South Middleton Township supervisors Monday unanimously passed a tentative 2018 municipal budget that would introduce a road tax earmarked for township road maintenance and repairs.
The township’s budget includes total proposed expenditures of $7,036,870, with road spending proposed to increase by 35 percent next year. Next year’s municipal revenues are expected to total $7,039,024, which includes an estimated $654,000 collected from a proposed 0.35-mill road tax levied on properties within the township.
“There’s a number of challenges our township has been facing over the past several years,” Township Manager Cory Adams said. “We’ve had an increasing number of roads built in the township, and the incoming revenue has been insufficient to cover this. We hope to implement what will be a modest tax that will help to maintain our roads, which is a basic government function and something that will benefit everyone.”
South Middleton property owners already pay a 0.25-mill fire tax each year, Adams said. For the new tax as proposed, property owners assessed at $200,000 would be billed $120 annually in fire and road taxes next year, Adams said.

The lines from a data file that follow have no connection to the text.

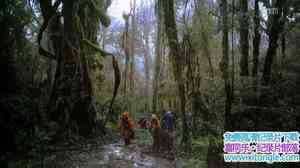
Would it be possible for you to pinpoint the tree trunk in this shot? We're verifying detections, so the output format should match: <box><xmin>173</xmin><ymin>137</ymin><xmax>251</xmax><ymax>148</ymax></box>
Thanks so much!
<box><xmin>152</xmin><ymin>1</ymin><xmax>164</xmax><ymax>114</ymax></box>
<box><xmin>123</xmin><ymin>14</ymin><xmax>130</xmax><ymax>99</ymax></box>
<box><xmin>240</xmin><ymin>0</ymin><xmax>249</xmax><ymax>76</ymax></box>
<box><xmin>162</xmin><ymin>0</ymin><xmax>190</xmax><ymax>147</ymax></box>
<box><xmin>143</xmin><ymin>24</ymin><xmax>151</xmax><ymax>113</ymax></box>
<box><xmin>252</xmin><ymin>0</ymin><xmax>260</xmax><ymax>77</ymax></box>
<box><xmin>220</xmin><ymin>0</ymin><xmax>232</xmax><ymax>130</ymax></box>
<box><xmin>129</xmin><ymin>0</ymin><xmax>136</xmax><ymax>97</ymax></box>
<box><xmin>45</xmin><ymin>0</ymin><xmax>109</xmax><ymax>136</ymax></box>
<box><xmin>263</xmin><ymin>0</ymin><xmax>285</xmax><ymax>85</ymax></box>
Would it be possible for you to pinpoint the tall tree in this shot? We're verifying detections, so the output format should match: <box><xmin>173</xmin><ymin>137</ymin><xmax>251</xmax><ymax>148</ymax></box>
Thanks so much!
<box><xmin>239</xmin><ymin>0</ymin><xmax>249</xmax><ymax>76</ymax></box>
<box><xmin>162</xmin><ymin>0</ymin><xmax>190</xmax><ymax>147</ymax></box>
<box><xmin>122</xmin><ymin>14</ymin><xmax>130</xmax><ymax>96</ymax></box>
<box><xmin>263</xmin><ymin>0</ymin><xmax>286</xmax><ymax>85</ymax></box>
<box><xmin>252</xmin><ymin>0</ymin><xmax>260</xmax><ymax>77</ymax></box>
<box><xmin>220</xmin><ymin>0</ymin><xmax>232</xmax><ymax>130</ymax></box>
<box><xmin>142</xmin><ymin>3</ymin><xmax>151</xmax><ymax>113</ymax></box>
<box><xmin>129</xmin><ymin>0</ymin><xmax>137</xmax><ymax>96</ymax></box>
<box><xmin>152</xmin><ymin>0</ymin><xmax>164</xmax><ymax>113</ymax></box>
<box><xmin>39</xmin><ymin>0</ymin><xmax>109</xmax><ymax>136</ymax></box>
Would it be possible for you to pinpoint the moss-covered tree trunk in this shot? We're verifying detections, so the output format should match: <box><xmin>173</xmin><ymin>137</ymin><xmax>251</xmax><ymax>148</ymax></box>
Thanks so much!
<box><xmin>263</xmin><ymin>0</ymin><xmax>286</xmax><ymax>85</ymax></box>
<box><xmin>162</xmin><ymin>0</ymin><xmax>190</xmax><ymax>147</ymax></box>
<box><xmin>239</xmin><ymin>0</ymin><xmax>249</xmax><ymax>76</ymax></box>
<box><xmin>152</xmin><ymin>1</ymin><xmax>164</xmax><ymax>114</ymax></box>
<box><xmin>252</xmin><ymin>0</ymin><xmax>260</xmax><ymax>77</ymax></box>
<box><xmin>41</xmin><ymin>0</ymin><xmax>109</xmax><ymax>136</ymax></box>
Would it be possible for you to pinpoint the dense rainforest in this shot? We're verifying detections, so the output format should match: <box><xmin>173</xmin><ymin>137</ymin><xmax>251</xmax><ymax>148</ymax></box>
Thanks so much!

South Middleton has no general real estate tax.
Township supervisor Rick Reighard said during a presentation at Monday’s meeting that South Middleton has 150 miles of roads. For now, 114 miles are owned and maintained by the township, but officials anticipate that countless more streets will pop up in the area within the next 10 years or so. In 2014, South Middleton’s population edged over 15,000 for the first time, and by all indications, it will continue to grow.
“In the past decade, the township has taken on 40 different road dedications,” Reighard said. “About 2,000 additional dwelling units have been approved or proposed to be built in the township over the next 10 years.”
Several other factors are contributing to the need for a road tax, Reighard said. In recent years, the township has received less revenue from liquid fuel taxes due to the general public driving more fuel-efficient or electric vehicles. The cost of winter road maintenance also continues to increase with harsher winters in the area. Even a recent widening of the Panama Canal has brought more traffic to the area, with many commercial vehicles using the area’s I-81 corridor to reach the Atlantic Ocean via the Chesapeake Bay.
The township is proposing to spend around $1 million in road upgrades and improvements, including $400,000 to replace bridges on Petersburg Road and on Zion Road. Walnut Bottom Road is scheduled for widening in areas, along with resurfacing and tar and chip applications. Officials also plan to install sidewall or replace sidewalks, crosswalks and other traffic-calming measures in the village of Boiling Springs.
“The township is in a new era now,” Reighard said. “We have over 15,000 people living here. There are lots of things going on here commercially and residentially.”
South Middleton’s proposed budget is available for public review for 20 days before final adoption. Township supervisors are scheduled to finalize next year’s fiscal plan on Dec. 14.